CS 478 Machine Learning
Project Suggestions


    Decision Trees

  1. Implement and compare various methods for dealing with noisy data in ID3 such as the chi-square statistic, reduced-error pruning, minimum description length, etc.
  2. Implement an incremental version of ID3 (called ID5). Experiment on different data sets or make (and evaluate) some extensions.
  3. Apply genetic algorithm to the problem of building reliable decision trees

    Bayes Learning Theory (Bayes classifier, Bayesian Networks, HMMs)
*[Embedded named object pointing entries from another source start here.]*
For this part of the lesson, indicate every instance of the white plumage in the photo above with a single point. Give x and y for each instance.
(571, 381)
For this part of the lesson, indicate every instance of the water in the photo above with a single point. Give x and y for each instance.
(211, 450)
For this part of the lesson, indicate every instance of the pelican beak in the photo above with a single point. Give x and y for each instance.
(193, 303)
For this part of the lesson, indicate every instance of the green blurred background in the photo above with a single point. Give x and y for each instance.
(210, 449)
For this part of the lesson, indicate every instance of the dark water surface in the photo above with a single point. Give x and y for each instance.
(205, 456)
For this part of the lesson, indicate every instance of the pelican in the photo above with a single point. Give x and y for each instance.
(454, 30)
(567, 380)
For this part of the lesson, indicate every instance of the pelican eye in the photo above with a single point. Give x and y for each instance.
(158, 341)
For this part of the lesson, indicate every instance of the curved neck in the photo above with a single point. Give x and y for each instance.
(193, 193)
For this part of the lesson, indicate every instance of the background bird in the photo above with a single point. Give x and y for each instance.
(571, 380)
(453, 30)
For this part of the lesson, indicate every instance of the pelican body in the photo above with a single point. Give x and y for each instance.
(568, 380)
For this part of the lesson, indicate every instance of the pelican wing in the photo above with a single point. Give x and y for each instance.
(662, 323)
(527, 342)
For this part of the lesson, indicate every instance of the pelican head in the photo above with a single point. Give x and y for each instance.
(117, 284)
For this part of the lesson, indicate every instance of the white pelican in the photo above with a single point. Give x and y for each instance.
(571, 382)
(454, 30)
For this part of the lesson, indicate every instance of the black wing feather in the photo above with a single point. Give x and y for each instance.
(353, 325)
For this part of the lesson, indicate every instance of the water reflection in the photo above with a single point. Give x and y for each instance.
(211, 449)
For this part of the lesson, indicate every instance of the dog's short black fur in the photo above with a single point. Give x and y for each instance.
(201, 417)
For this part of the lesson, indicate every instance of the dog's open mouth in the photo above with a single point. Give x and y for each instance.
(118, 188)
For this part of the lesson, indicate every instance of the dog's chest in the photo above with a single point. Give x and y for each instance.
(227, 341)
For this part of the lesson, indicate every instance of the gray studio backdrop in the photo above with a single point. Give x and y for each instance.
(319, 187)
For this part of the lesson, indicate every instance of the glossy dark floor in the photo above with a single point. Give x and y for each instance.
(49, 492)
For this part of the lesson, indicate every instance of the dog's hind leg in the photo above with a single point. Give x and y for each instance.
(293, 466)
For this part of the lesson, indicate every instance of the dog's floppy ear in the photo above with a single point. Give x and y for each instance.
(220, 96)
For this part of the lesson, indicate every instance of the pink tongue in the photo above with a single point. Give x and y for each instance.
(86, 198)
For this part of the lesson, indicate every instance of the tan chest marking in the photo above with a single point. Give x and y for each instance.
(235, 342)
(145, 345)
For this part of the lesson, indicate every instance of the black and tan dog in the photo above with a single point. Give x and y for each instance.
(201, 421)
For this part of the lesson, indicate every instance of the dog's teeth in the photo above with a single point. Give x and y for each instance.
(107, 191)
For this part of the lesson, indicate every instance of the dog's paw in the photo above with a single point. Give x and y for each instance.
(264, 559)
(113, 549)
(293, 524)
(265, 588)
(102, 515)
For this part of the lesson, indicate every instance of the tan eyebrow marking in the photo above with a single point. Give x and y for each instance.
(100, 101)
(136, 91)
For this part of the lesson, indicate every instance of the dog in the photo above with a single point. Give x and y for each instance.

  4. Build a classifier that can distinguish between two general sources (authors, languages, protein families). Part of the project is to approximate the class-conditional probabilities cleverly from a training data.
  5. Implement protein/DNA sequence alignment by Bayesian inference
  6. Given a data with conditional dependencies (and listed by partial order) learn a Bayesian network that describes the data.
  7. Apply Gibbs algorithm to align groups of related protein sequences
  8. Implement Hidden Markov Model for protein family recognition
  9. Implement speech recognition system using Hidden Markov Models

    Nonparametric Techniques

  10. Combine geometric hashing with the nearest neighbor algorithm
  11. Implement face recognition system using Principal Component Analysis (PCA) and nearest-neighbor classifier

    Neural Networks

  12. Enhance and experiment with some neural-network learning algorithms.
  13. Apply genetic algorithm to the learning phase of a neural network
  14. Implement face recognition system using neural networks
  15. Implement hand written symbol recognition system using neural networks

    Stochastic Methods

  16. Apply genetic algorithm to the problem of building reliable decision trees
  17. Apply genetic algorithm to the learning phase of a neural network
  18. Implement protein/DNA sequence alignment by genetic algorithm

    Unsupervised learning

  19. Experiment with several clustering techniques
  20. Implement the deterministic annealing approach for hierarchical clustering.
  21. Experiment with validation techniques and model selection techniques to devise a reliable clustering algorithm.
  22. Implement face recognition system using Kohonen self organizing maps
  23. Implement a multi-dimensional scaling technique

    Evaluation, validation

  24. Compare the performance of several different learning (classification) systems (e.g. decision trees, neural networks, Bayesian methods) on multiple data sets. Analyze the differences in performance. Can you suggest improvements based on the results.
  25. Explore the cross-validation technique on several learning systems.

    Meta learners

  26. Implement and test recent "cotraining" methods. Cotraining uses unsupervised data with supervised data in order to perform supervised classification with minimum amount of supervision. It does this by exploiting information in unclassified data.
  27. Create a hybrid-learner by combining several different classifiers, and test it's performance compared to the single constituents learners.
  28. Create a meta-learner that makes a decision based on an instance as well as on what other classifiers have to say about the instance.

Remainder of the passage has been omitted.